Authentic Brands Group has received a major vote of confidence — and a new majority investor — in the form of BlackRock.
The world’s largest asset management firm has invested $875 million into the brand management company through its Long Term Private Capital arm in a deal that will allow ABG to more aggressively expand globally and digitally.
Under the terms of the deal, BlackRock will work closely with ABG’s existing management team led by Jamie Salter, chairman and chief executive officer, and Nick Woodhouse, president and chief marketing officer. ABG’s other investors, which include Leonard Green & Partners, General Atlantic, Lion Capital, Simon Property Group, Brookfield Properties’ retail group and Shaquille O’Neal, all continue to be involved but have “sold down” their stakes, Salter explained.
“The strategic investment by LTPC is a testament to the success we have had building a leading platform for the ownership and development of brand and media content,” Salter said. “BlackRock’s scale, global footprint and digital capabilities will enable us to build out our organization and continue our domestic and international growth trajectory. This investment marks an important and exciting next phase of expansion for ABG.”
In addition to BlackRock, this investment round — ABG’s third since its founding nearly a decade ago — includes $80 million from Jasper Ridge Partners, a California-based company, and $150 million from GIC Private Limited, Salter said.
“I continue to be the single largest individual shareholder,” he explained, “but BlackRock is now our largest shareholder.”
“ABG is an innovator in the licensing and branding industry,” said Colm Lanigran, senior member of BlackRock’s Long Term Private Capital Team. “I have known Jamie and Nick for almost 10 years and have watched as they’ve established this company as a leader in the licensing industry by successfully capitalizing on trends and continuing to innovate in the evolving consumer space. They have built a best-in-class business model and grown it with flawless execution. We believe there is substantial growth still ahead for ABG and look forward to partnering with Jamie and Nick to build a global platform that converges the worlds of fashion, health and wellness, sports, culture and entertainment.”
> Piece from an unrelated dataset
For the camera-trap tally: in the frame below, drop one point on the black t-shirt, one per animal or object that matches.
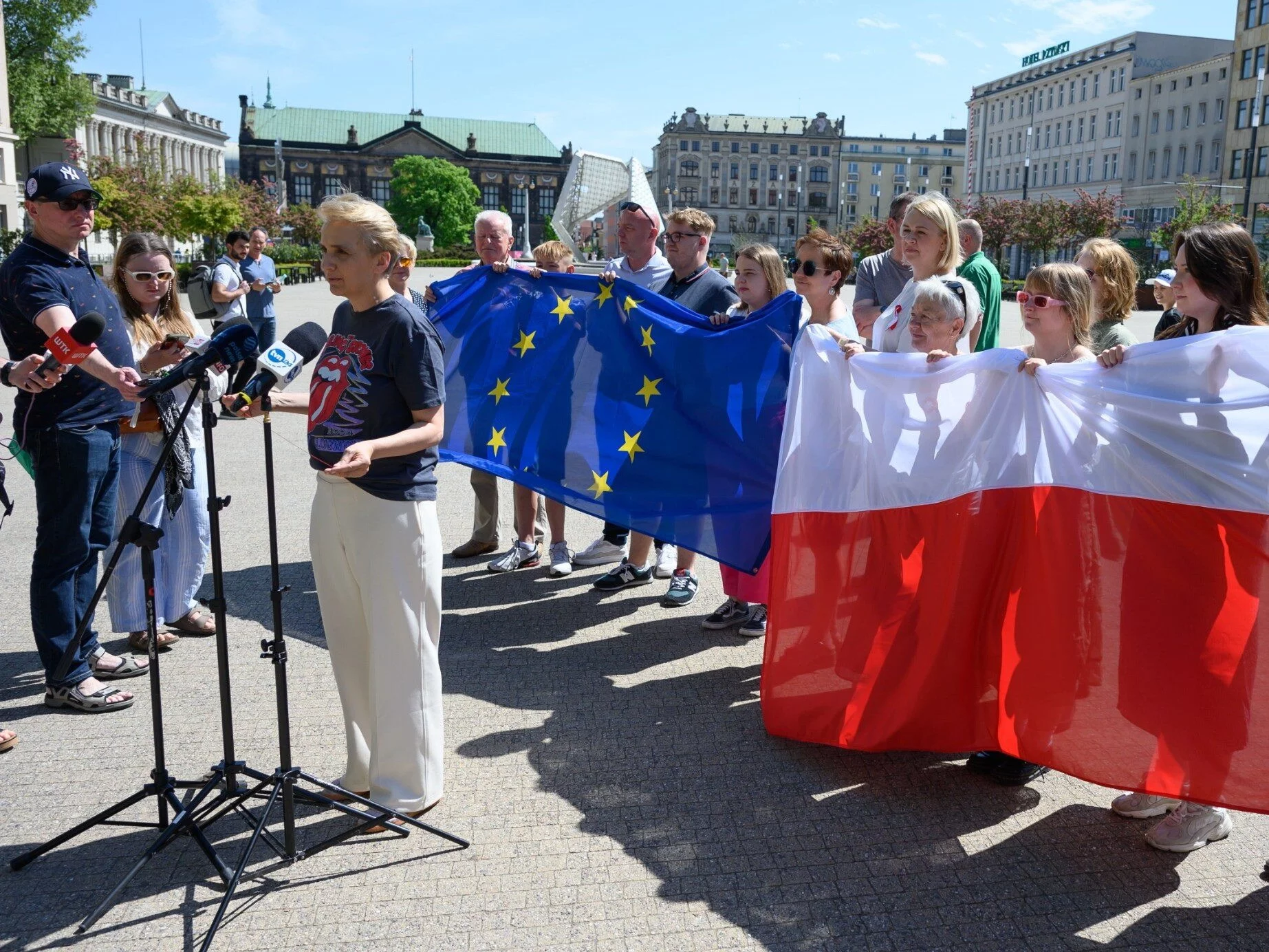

“We are delighted to have ABG as LTPC’s first investment,” added André Bourbonnais, global head of Long Term Private Capital. “ABG represents exactly the type of high-quality business run by a proven management team that we target with our investment strategy. ABG will have the full support of the LTPC team, our operating partners and the BlackRock platform. We look forward to a long and prosperous relationship.”
ABG was founded in 2010 and has created a company that manages more than 50 brands and generates close to $10 billion in annual sales in more than 70 countries. Among its brands are Marilyn Monroe, Elvis Presley, Muhammad Ali, Shaquille O’Neal, Greg Norman, Thalia Sodi, Neil Lane, Nautica, Aéropostale, Vince Camuto, Nine West, Juicy Couture, Frye, Spyder, Prince and Judith Lieber. Its most recent acquisition was of Sports Illustrated for $110 million at the end of May.
ABG’s name has also been mentioned as a possible acquirer of everything from Barneys New York to J. Crew. Salter said that he is “definitely interested in Barneys,” and in fact, revealed that ABG is “part of the G. Riley deal.” The storied luxury retailer filed for bankruptcy a week ago and secured about $218 million in debtor-in-possession financing from Brigade Capital Management LP and B. Riley Financial Inc.
“ABG underwrote part of that deal,” Salter said. “We backed them up on the IP [intellectual property.]” How that will eventually play out for ABG remains to be seen. “We are still waiting for them to start the process of looking for a new owner,” Salter said. Barneys is still looking for a third-party white knight and has said it plans to close 15 of its 22 stores.
Salter said that regardless of what happens with Barneys, ABG is “in discussions” with five different companies as possible acquisition targets at this time. “We don’t know which ones we’ll get, but we’re going to be very aggressive with some very large acquisitions.”
Regarding the BlackRock deal, Salter said, “To do a transaction of this size and magnitude with the largest financial institution in the world is a life-changing day for me. It’s going to open many doors around the world that we might not have had access to in the past. It will help drive our global expansion and digital strategy.”
Despite its size, Salter said ABG is still “a very young, energetic company. We set out to create an entertainment, lifestyle and media company that’s all about content and innovation. Those are fancy words that everybody uses, but we’ve achieved it.”
He attributed the company’s success to the 211 people that work at ABG as well as its 900 licensed partners. “This would not have been possible without human capital,” he said. He pointed in particular to his longtime partner Woodhouse as well as all four of his sons who now work for the company —quite possibly his proudest achievement.
“My hand is out there to say thank you to every one of them,” he said.
In this deal, BofA Merrill Lynch acted as the exclusive financial advisor to LTPC. BlackRock Long Term Private Capital is a private equity fund backed by BlackRock, Inc., which manages more than $6.8 trillion worldwide.